Por isso, há um projeto de lei no Congresso Nacional, apoiado até mesmo por parlamentares conservadores, que pretende obrigar clubes e escolinhas de futebol a adotar medidas para evitar o abuso em suas dependências. Uma delas é justamente oferecer o básico de educação sexual aos jovens atletas. O que isso significa? Explicar que tipo de toque dos adultos eles não devem permitir, os limites do contato físico com técnicos e massagistas durante a prática esportiva e a quem recorrer caso sofram assédio de qualquer espécie.
O tal “kit gay”, que não chegou a existir na prática, nada mais é que uma proposta de levar educação sexual às escolas. Seu objetivo nunca foi pregar que menino deve brincar de boneca e menina de carrinho, muito menos estimular incesto ou erotização precoce, mas apenas disponibilizar informação a um grupo vulnerável de pessoas que não costuma receber em casa o devido esclarecimento – por vergonha, abandono, desconhecimento, pelo tabu.
E por que é necessário abordar as questões de gênero na educação sexual?
Para ficar no exemplo do futebol, os casos que apurei (são mais de 120 num período de sete anos) envolvem vítimas do sexo masculino. Um dos principais motivos para os garotos resistirem em denunciar os abusos é o medo de ser tachado como homossexual. Abuso é crime. É preciso dizer a eles que o fato de terem sido assediados ou molestados não altera a orientação sexual, tampouco interfere na sexualidade. Abusadores se aproveitam do preconceito para garantir o silêncio das vítimas. Enquanto reinar o preconceito, eles agirão impunemente.
Em seus 28 anos na Câmara dos Deputados, Jair Bolsonaro ventilou ideias na linha repressora, como castração química e aumento de penas para estupradores, em resposta à violência sexual. Porém, carece de propostas objetivas no campo da prevenção e presta um enorme desserviço à proteção dos direitos infantojuvenis ao contribuir para desqualificar a alternativa mais eficiente de se combater abusos sob o estigma de “kit gay”.
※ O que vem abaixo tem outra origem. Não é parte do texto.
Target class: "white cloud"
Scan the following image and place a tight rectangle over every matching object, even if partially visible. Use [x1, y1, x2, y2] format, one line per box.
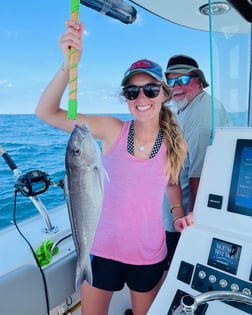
[0, 80, 12, 88]
[84, 29, 90, 36]
[135, 12, 143, 26]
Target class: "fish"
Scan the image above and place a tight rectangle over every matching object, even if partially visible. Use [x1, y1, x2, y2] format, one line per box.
[65, 123, 108, 290]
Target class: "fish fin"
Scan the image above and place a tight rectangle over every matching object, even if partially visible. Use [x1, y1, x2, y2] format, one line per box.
[96, 166, 109, 194]
[103, 167, 110, 182]
[63, 174, 69, 200]
[76, 258, 93, 291]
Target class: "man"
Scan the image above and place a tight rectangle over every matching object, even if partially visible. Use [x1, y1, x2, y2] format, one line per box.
[163, 54, 231, 268]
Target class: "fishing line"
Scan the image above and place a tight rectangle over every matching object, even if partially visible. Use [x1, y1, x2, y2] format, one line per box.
[12, 190, 50, 315]
[67, 0, 80, 123]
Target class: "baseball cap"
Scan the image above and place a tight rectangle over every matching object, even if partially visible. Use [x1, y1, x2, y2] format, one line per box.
[165, 54, 209, 88]
[121, 59, 166, 86]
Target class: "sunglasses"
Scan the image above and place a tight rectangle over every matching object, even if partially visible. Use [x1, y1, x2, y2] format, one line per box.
[123, 83, 162, 100]
[166, 75, 197, 88]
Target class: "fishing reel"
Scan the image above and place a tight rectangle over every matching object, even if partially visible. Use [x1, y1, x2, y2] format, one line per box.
[14, 170, 50, 197]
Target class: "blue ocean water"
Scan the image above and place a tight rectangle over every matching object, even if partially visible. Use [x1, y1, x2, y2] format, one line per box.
[0, 114, 132, 229]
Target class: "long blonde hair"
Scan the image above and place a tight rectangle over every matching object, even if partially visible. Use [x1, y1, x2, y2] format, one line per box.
[160, 83, 187, 184]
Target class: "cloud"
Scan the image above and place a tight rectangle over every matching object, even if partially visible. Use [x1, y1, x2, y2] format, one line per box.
[135, 12, 143, 26]
[0, 26, 20, 38]
[0, 80, 12, 88]
[84, 29, 90, 36]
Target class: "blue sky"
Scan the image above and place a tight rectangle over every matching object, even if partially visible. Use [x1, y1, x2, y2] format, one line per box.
[1, 0, 210, 114]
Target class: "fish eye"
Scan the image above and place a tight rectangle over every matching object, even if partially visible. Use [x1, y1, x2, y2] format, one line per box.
[73, 148, 81, 156]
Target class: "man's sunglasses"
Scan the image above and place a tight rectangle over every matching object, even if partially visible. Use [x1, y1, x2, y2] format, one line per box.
[123, 83, 162, 100]
[166, 75, 197, 88]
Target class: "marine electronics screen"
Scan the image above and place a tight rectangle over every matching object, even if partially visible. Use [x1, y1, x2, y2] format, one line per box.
[228, 139, 252, 217]
[208, 238, 242, 275]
Zelar pelas crianças é causa nobre. No entanto, oportunismo e desinformação são o insumo da ignorância. Converse com seus filhos, busque fontes diversas de conhecimento, assuma o compromisso de não passar para frente “notícias” de procedência duvidosa, pesquise antes de tomar uma piada como verdade e, independentemente do seu voto, preserve o mínimo de bom senso.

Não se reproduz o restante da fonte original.